Tuesday, September 23, 2014

St. Pio of Pietrelcina

From a letter sent by Padre Pio on September 12, 1968 to Pope Paul VI:
"I offer to you my prayers and my daily suffering, so that the Lord may comfort you with his grace,
to continue defending the eternal truth that never changes with the times change.

I thank you for the clear words in the "Humanae Vitae" (The encyclical letter 'Of human life')
and confirm my faiths and my unconditional obedience." - Source

I am convinced Padre Pio is one of the most important saints for our time.

Years ago I had a vivid dream of Padre Pio - which means more to me now than it did then.  Otherwise, I didn't have a very intense devotion to him, even though I visited San Giovanni Rotondo as a pilgrim and asked his intercession many times in novenas and aspirations.  Now that I'm older, his life makes more sense to me.  "He participated daily in the physical sufferings of the wounded Christ" - since the end of WWI - for 50 years.  With persecution, "humiliation and rejection" besides.

I remember how several priests I encountered in my life used to speak of Padre Pio in a condescending manner, frequently distancing themselves from devotees, regarding them as naive and 'overly pious'.  He didn't fit in with contemporary theology.  So I remained pretty much a secret admirer throughout the '70's and '80's.  My attraction and love for Padre Pio was based upon my conviction that he was a refuge for sinners more than a living crucifix or wonder-worker.  He was so devoted to the conversion and reconciliation of sinners.  No matter how gruff he appeared, or severe his counsels sounded to me, I sensed his seraphic love for souls.  So simple - so great.  He said he would do more after his death than he did in life and I trust that promise.  In the fullness of charity, not one sinner could he ever reject - why?  Because no servant is greater than his master - who is Mercy Himself.

Anyway.  May he pray for all of us... may he obtain for us the grace of deep conversion, the forgiveness of sins and perseverance in grace.

On September 22, 1968 Padre Pio celebrated his last Mass. The wounds disappeared.
The wounds had disappeared on September 20, 1968 on the fiftieth anniversary of their appearance."

After last Mass, looking at the crowds in church:  "oh my children! My dear children."

In thanksgiving for the graces given to St. Pio and the edifying example of his life, as well as the many graces obtained through his intercession.

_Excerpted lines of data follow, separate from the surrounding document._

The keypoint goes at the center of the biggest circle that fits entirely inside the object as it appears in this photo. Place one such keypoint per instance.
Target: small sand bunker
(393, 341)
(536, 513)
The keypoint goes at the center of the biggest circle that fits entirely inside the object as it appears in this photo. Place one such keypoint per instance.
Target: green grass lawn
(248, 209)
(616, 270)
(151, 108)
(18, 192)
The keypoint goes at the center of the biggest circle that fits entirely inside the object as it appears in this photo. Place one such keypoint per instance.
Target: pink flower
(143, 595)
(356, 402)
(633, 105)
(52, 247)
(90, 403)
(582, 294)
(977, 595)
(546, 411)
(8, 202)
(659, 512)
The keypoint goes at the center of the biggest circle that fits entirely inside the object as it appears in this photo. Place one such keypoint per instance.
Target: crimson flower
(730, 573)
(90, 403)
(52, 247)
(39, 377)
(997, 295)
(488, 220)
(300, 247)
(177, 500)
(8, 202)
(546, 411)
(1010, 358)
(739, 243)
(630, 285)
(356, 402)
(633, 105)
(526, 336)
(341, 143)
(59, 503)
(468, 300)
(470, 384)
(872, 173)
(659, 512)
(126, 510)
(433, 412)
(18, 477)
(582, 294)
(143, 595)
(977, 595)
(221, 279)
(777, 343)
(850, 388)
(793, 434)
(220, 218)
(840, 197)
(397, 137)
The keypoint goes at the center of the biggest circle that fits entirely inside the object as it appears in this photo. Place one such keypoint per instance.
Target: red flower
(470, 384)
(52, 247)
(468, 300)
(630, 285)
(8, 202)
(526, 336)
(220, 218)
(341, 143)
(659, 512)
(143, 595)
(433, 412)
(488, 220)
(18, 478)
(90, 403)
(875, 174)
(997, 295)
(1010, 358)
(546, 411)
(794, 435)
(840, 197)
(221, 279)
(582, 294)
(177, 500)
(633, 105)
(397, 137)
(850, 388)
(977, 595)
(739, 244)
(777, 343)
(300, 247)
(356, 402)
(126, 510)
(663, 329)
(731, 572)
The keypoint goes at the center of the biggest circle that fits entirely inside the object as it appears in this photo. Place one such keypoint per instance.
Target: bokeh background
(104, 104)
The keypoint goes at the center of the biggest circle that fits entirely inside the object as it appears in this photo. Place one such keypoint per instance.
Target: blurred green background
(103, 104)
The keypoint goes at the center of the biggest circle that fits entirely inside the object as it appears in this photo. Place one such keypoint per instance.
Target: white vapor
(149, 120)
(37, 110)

  1. "After last Mass, looking at the crowds in church: "oh my children! My dear children."

    Much like our Lord Jesus Christ, St. Padre Pio poured himself out for us all. His heart so full of mercy as he looked upon us lost, confused, disobedient, yearning for Christ despite our denying it.

    I pray for the gift of his attitude. That of remaining confident in God's mercy no matter the circumstances that life will continue to throw at me.

    St. Padre Pio, thank you for you humble and glorious yes to Jesus Christ!

  2. Permit me a story about my stupidity and arrogance.

    Right after my conversion--while the memory of divine love was still fresh in my mind--I was troubled by the irascible nature and seemingly pompous comments by Padre Pio ("My ministry is nothing--just wait till I'm in heaven!"--or something like that). He seemed so different than Jesus, the eternal victim, who is "meek and humble of heart." So I told my Mom the rumors about him must have been true and that he must have been a fraud. Egads! I was surprised to read the other day that St. Joseph of Cupertino also had a fiery temper. The saints are more textured than we think, and I believe God uses their different qualities as the circumstances warrant. God even yelled at me once, "NOOOOOO!!!!!!" God is not a care bear.

  3. Fr. Mitch Pacwa, in his homily today, mentioned how harsh he could be in Confession with people, yet they came in droves for him to hear their confessions.

    Here's the homily, on YouTube. He made some other good points. https://www.youtube.com/watch?v=ajbr9cbkxHo

    1. Ah...thanks Diane. I really do like Father Mitch Pacwa. Another fine Jesuit with a sense of humor like Papa Francis. ^^

      I will be watching that video for sure.